The market is facing various challenges going into the new year. We list 10 major predictions for financial markets in 2015, which would offer some insight to investors.
(1) The US dollar is likely to stay strong. Given the strong economic fundamentals in the US compared with Japan and the eurozone, the Fed is expected to hike interest rates in the second half. By contrast, central banks in Japan and the eurozone are set to adopt monetary easing measures to boost economic growth in the short term, which would in turn support the greenback.
(2) US economic growth momentum may run out of steam soon, which may prompt the Fed to resort to another round of quantitative easing (QE) in the second half. The weak external economic environment and a strong US dollar make it difficult for the US to maintain strong growth. Therefore, the Fed may consider holding back hiking interest rates or even consider monetary easing in the second half.

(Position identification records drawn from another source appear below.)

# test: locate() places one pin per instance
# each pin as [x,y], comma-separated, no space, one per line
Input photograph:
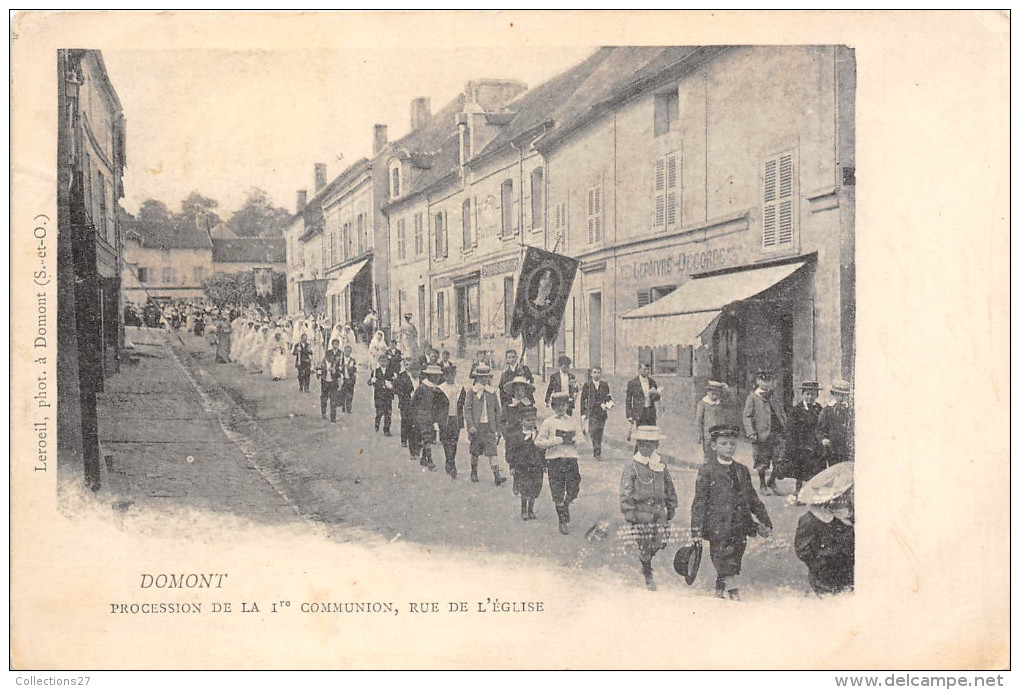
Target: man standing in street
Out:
[563,381]
[596,401]
[765,424]
[330,376]
[643,395]
[404,386]
[835,426]
[514,368]
[381,381]
[303,362]
[350,378]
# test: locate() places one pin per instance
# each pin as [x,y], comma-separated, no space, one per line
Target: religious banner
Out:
[543,289]
[263,282]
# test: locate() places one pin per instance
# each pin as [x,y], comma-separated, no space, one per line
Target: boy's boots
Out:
[561,511]
[646,569]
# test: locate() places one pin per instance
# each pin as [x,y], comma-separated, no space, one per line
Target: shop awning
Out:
[343,279]
[681,316]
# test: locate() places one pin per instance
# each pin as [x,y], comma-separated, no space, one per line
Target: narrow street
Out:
[260,450]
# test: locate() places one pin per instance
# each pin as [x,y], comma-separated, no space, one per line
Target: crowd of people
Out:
[809,443]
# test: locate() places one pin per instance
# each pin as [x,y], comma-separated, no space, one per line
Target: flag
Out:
[263,282]
[543,289]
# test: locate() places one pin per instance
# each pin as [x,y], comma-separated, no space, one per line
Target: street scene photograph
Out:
[510,340]
[591,306]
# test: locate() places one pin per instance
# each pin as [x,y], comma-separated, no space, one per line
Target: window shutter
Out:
[671,175]
[660,192]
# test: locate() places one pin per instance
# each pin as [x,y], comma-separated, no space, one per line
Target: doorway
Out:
[595,330]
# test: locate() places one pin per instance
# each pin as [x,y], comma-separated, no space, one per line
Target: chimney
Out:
[319,177]
[421,111]
[380,140]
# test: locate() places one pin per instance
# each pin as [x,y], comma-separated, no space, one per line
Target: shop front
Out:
[725,325]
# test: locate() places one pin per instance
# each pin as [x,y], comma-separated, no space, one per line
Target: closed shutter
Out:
[667,189]
[778,223]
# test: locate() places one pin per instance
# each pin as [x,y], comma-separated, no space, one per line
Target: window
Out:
[442,236]
[419,237]
[465,215]
[559,236]
[777,212]
[506,206]
[465,145]
[667,112]
[401,240]
[472,315]
[100,219]
[538,197]
[508,302]
[595,214]
[441,314]
[666,191]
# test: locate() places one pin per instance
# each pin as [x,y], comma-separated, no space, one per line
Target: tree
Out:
[153,212]
[258,216]
[224,289]
[198,210]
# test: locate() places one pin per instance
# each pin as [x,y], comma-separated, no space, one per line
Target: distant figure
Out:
[408,338]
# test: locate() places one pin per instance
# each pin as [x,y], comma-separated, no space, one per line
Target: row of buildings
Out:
[175,264]
[708,193]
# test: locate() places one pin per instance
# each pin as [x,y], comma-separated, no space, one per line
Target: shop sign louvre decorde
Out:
[543,289]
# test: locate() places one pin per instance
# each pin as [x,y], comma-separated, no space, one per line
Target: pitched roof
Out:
[170,235]
[249,250]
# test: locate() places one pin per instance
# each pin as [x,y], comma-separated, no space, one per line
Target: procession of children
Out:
[808,443]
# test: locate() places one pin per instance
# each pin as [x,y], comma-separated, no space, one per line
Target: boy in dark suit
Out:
[404,387]
[726,510]
[802,444]
[381,381]
[563,381]
[596,401]
[643,395]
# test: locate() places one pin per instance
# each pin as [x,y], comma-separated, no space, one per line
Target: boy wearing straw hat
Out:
[559,437]
[835,426]
[726,510]
[519,430]
[648,498]
[709,413]
[824,539]
[803,445]
[450,429]
[481,416]
[429,408]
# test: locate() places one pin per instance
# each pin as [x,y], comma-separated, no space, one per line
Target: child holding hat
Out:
[726,510]
[559,436]
[709,413]
[481,416]
[648,498]
[519,430]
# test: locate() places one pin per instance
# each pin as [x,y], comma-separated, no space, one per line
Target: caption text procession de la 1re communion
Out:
[215,581]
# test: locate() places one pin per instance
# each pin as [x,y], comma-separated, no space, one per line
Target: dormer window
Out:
[395,182]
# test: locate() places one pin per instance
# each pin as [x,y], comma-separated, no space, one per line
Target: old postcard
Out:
[510,340]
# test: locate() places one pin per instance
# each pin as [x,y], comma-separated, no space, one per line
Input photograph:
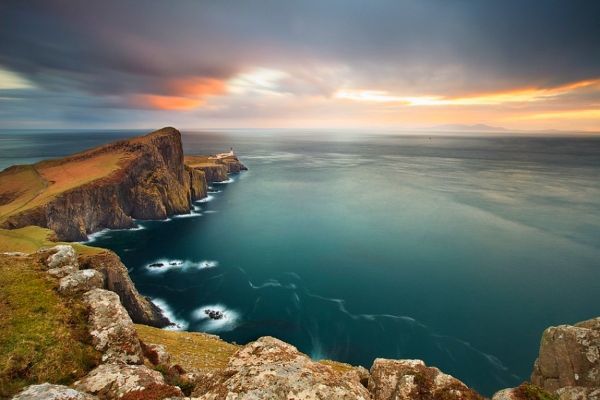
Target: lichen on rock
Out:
[569,356]
[119,381]
[81,281]
[412,379]
[271,369]
[47,391]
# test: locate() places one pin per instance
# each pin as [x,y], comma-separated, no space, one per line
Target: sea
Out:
[351,245]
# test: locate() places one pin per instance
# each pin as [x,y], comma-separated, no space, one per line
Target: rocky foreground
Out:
[568,366]
[108,186]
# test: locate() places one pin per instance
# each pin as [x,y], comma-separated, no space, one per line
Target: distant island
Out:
[75,327]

(3) Disinflationary pressure may start to surface. Growth prospects for major economies including China, Japan and the eurozone will continue to deteriorate in 2015, which will put downward pressure on commodity prices like oil. And monetary easing by major central banks has failed to channel money into the real economy, and credit growth worldwide continues to moderate. Therefore, major economies may see rising inflationary pressure next year.
(4) US equities may experience another boom in the second half if the Fed kicks off QE4.
(5) Continuously falling oil prices may trigger another financial crisis. Oil prices may continue to face headwinds in coming years due to a strong US dollar, slowing global economic growth, and the ongoing battle between oil producing nations like US and Saudi. The sharp price drop may deal a heavy blow to nations like Russia which rely heavily on oil and gas exports.
(6) Massive capital will flow out of emerging markets, which will put their equities markets under pressure. The capital outflow from emerging markets may gather pace given a strong US dollar and volatile financial markets. The outflow may last until the first half before the Fed launches new QE if the US dollar heads south.
(7) China’s central bank will continue to pump liquidity into financial markets. However, growth may continue to weaken next year, becoming the “new normal” for the coming years.
(8) A shares will hit 5,000 points, with the central bank determined to lift the stock market. The move is aimed at luring capital from the property sector into equities, which will offer new access for listed companies to raise capital through the stock market and in turn ease their tight liquidity.
(9) H shares may fluctuate and rally in the second half if the Fed launches QE4.
(10) Property prices in Hong Kong may continue a modest rally next year given low interest rates and new monetary easing in the US. Moreover, the bullish equity market outlook in the mainland, Hong Kong and the US will also lend support to the real estate market.